2. Trey Lauderdale, CEO of Atomic Canyon; Kristian Kielhofner, CTO of Atomic Canyon; Richard Klafter, Atomic Canyon’s chief artificial intelligence (AI) architect; and Tom Evans, ORNL researcher, are pictured here next to the Frontier supercomputer. Thanks to: Genevieve Martin, ORNL |
Still, Evans suggested there are multiple vectors through which AI can play a role. One area is in complex design analysis. Evans said ORNL often helps the NRC and other industry stakeholders by conducting these types of analyzes for them using supercomputer models. He explained that analysts usually start by searching through previous analyzes to find something similar that they can use as a reference. From there, they adjust the input to account for the differences in the new design and then run simulations.
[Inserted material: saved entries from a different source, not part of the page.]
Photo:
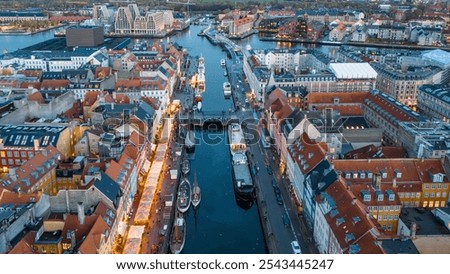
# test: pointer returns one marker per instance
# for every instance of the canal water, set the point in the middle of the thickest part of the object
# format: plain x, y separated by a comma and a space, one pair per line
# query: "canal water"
220, 224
However, Evans noted that just identifying the most applicable past analysis to serve as a starting point can take a lot of time. This is where AI could improve the process. Instead of an analyst having to sift through vast amounts of data, the AI tool, which has literally been trained on 53 million pages from NRC’s ADAMS database, can quickly produce the most relevant files. This would save the analyst a lot of trouble. Atomic Canyon also has bigger ambitions. Lauderdale said his team is in discussions with several companies in the nuclear field that have proprietary data sets into which they want to integrate AI. He said his group could install an enterprise version of the software that would process the company’s proprietary data, allowing users to search through their large amount of internal data. “That’s kind of the next version of where we’re going,” Lauderdale said. In addition to his own company’s ambitions, Lauderdale suggested that the nuclear industry is not as slow-moving as some people might think, and could in fact become a leader in the AI revolution. “One of the key ingredients you need to build great, world-class AI models is data. And the more data you have, the better models you can build,” he said. “Because the nuclear space has documented so much information, I actually think this space has an opportunity to really be a thought leader and an innovator in artificial intelligence, and that’s what really excites me.”
—Aaron Larson is the editor-in-chief of POWER.